EUROPA OLVIDADA / José Luis Zubizarreta Murga

LO FEDERAL EN LOS MEDIOS

11.05.2019

Europa no está bien. Sobre esto hay unanimidad dentro y fuera de la Unión. El último episodio, el Brexit, sería el síntoma más significativo. Pero, como en éste causa y efectos se reparten, según afinidades políticas, de modo desigual entre Reino Unido y Unión Europea, mejor será fijarse en otros que también apuntan a los males que la afectan. El más básico es, sin duda, la falta de consenso interno sobre lo que sus miembros esperan de ella. Sumados a la Unión Europea por los beneficios de todo orden que aportaba, los países ni perseguían en ella los mismos objetivos ni la querían del mismo formato. La corriente confederal, que se niega a ir más allá de una más o menos intensa cooperación entre Estados soberanos, y la más federalista, que aspira a depositar en las instituciones comunes parcelas cada vez más amplias e importantes de las soberanías estatales, son los extremos de unas posiciones que se escalonan por grados. De esa indefinición originaria surge la inseguridad de propósitos que hoy afecta a la Unión y que la no del todo superada crisis socioeconómica ha contribuido a poner en descarnada evidencia.

No es éste el lugar de hacer un listado de los males o detenerse en el análisis de las causas. Estos días, con motivo de los comicios que para el Parlamento Europeo se celebran en todos los países de la Unión, vienen publicándose interesantes artículos que los enuncian y analizan. Por destacar los más inquietantes y de mayor actualidad, citaré dos, interno uno y otro externo. El primero ha sido acertadamente definido como ‘nacionalpopulismo’. Enemigo de la Unión como tal, y no sólo del modo en que funciona, pretende minarla desde dentro sembrando en el electorado sentimientos de desafección a la idea de una Europa unida y azuzando en cada país emociones nacionalistas de carácter regresivo. El Brexit es, como se ha dicho, el más extremo. Pero no menos nocivos son los que, sin abogar abiertamente, y de momento, por el abandono de la Unión, se expresan en movimientos que la vacían de sentido y van permeando el tejido social de casi todos los países europeos. El nuestro, contra lo que parecía hasta hace bien poco, se ha demostrado no ser inmune.

El síntoma externo apunta a quienes no toleran una tercera potencia en su caduca concepción bipolar de la política mundial y tratan de sembrar discordia entre los socios de la Unión para enervarla y, en última instancia, destruirla. Lo protagonizan el aparato postsoviético ruso del autócrata Putin y la desnortada Administración estadounidense del imprevisible Trump. Sus actitudes, concertadas o no, convergen en la desestabilización de una Unión que adolece ya de sus propias miserias internas de todo orden y actúa como un Peter Pan que se resiste a crecer y hacerse mayor. El caso es que, atrapada en esa pinza de acoso exterior e indefinición interior, la Unión Europea sufre hoy una parálisis que amenaza su propia supervivencia.

Llegan en esta delicada coyuntura unas elecciones al Parlamento europeo que los partidos habrán de decidir si las toman con pleno sentido de la responsabilidad o a la ligera, como un trámite para volver a medir sus fuerzas internas.

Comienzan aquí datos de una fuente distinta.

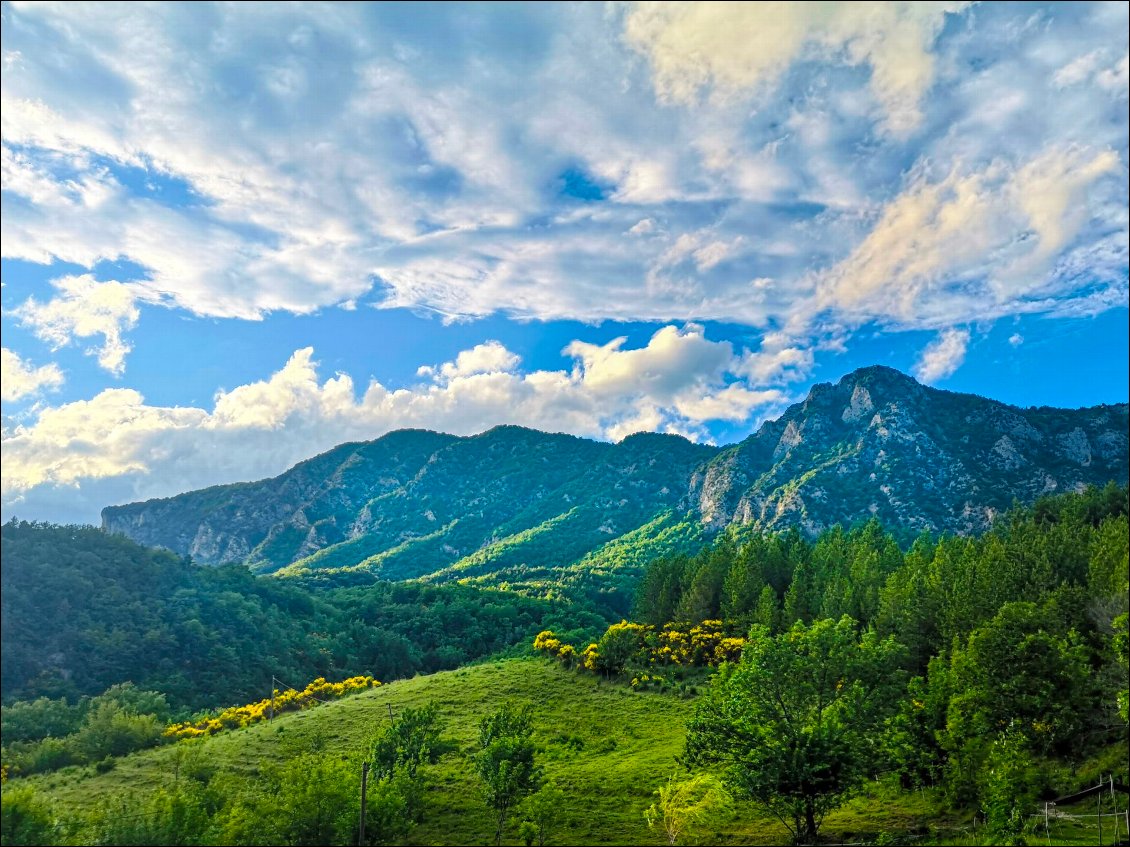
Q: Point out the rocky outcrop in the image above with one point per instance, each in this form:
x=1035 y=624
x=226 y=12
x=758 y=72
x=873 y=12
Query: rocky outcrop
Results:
x=875 y=444
x=878 y=443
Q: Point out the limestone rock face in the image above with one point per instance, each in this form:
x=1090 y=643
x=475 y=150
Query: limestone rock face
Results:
x=415 y=503
x=878 y=443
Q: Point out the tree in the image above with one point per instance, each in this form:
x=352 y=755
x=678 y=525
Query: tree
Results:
x=687 y=804
x=26 y=818
x=409 y=741
x=619 y=644
x=797 y=724
x=505 y=761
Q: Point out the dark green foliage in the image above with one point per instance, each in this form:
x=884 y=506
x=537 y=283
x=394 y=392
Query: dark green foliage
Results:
x=120 y=721
x=83 y=610
x=410 y=740
x=505 y=761
x=797 y=723
x=26 y=818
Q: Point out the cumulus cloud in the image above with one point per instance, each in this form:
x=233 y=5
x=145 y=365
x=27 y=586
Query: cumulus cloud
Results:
x=85 y=308
x=19 y=378
x=942 y=356
x=371 y=165
x=485 y=358
x=122 y=447
x=736 y=46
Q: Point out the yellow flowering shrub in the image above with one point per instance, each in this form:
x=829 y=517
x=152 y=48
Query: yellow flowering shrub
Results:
x=289 y=700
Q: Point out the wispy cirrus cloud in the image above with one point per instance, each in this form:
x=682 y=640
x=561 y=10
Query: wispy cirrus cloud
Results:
x=119 y=447
x=19 y=378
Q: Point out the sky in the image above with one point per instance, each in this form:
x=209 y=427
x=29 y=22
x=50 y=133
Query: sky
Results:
x=236 y=235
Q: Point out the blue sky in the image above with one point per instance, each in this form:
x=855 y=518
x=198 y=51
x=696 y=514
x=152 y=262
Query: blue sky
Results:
x=236 y=235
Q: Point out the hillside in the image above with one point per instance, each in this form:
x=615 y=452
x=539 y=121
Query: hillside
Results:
x=879 y=444
x=83 y=610
x=607 y=748
x=414 y=503
x=514 y=504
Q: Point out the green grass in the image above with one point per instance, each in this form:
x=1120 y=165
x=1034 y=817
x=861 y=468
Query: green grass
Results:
x=628 y=743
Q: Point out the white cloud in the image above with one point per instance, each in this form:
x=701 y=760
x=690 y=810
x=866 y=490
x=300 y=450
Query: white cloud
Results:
x=738 y=46
x=121 y=446
x=933 y=169
x=942 y=356
x=971 y=244
x=84 y=308
x=1115 y=79
x=1089 y=68
x=480 y=359
x=20 y=378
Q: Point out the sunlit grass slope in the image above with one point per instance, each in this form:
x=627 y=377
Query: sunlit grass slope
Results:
x=607 y=747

Lo que hasta ahora hemos visto en la precampaña y lo poco que va de campaña no augura nada bueno. Emparedadas entre generales y locales de diverso nivel, las elecciones europeas difícilmente encontrarán modo de sacar cabeza entre todas, si los que deben hacerlo, los partidos, o bien no saben qué decir en ellas, o creen que no son el mejor estímulo para movilizar al electorado. El caso es que pasarán, una vez más, sin pena ni gloria.

Todo se reducirá, en el mejor de los casos, acostumbrados, como estamos, a ver en Europa la fuente de beneficios nacionales, a presentarse como los valedores en la Unión de los intereses particulares de cada uno. Es la táctica que adopta, más que nadie entre nosotros, quien más preocupado debería mostrarse por la salud y el futuro de una organización que, con toda razón, alardea de haber contribuido a fundar en la posguerra europea. Pero no es éste el momento de agobiar a la Unión con demandas y exigencias, sobre todo si son del todo impertinentes, ni de cargarla con problemas que no son suyos. Es, más bien, el de pensar, parafraseando a John Kennedy, no en qué voy yo a sacar de la Unión, sino en qué puedo aportarle en una coyuntura en que, por una vez, me demanda un esfuerzo para reforzarla frente a quienes amenazan su supervivencia, que es, por cierto, la de todos, pues, si con ella malvivimos, sin ella no seríamos nada.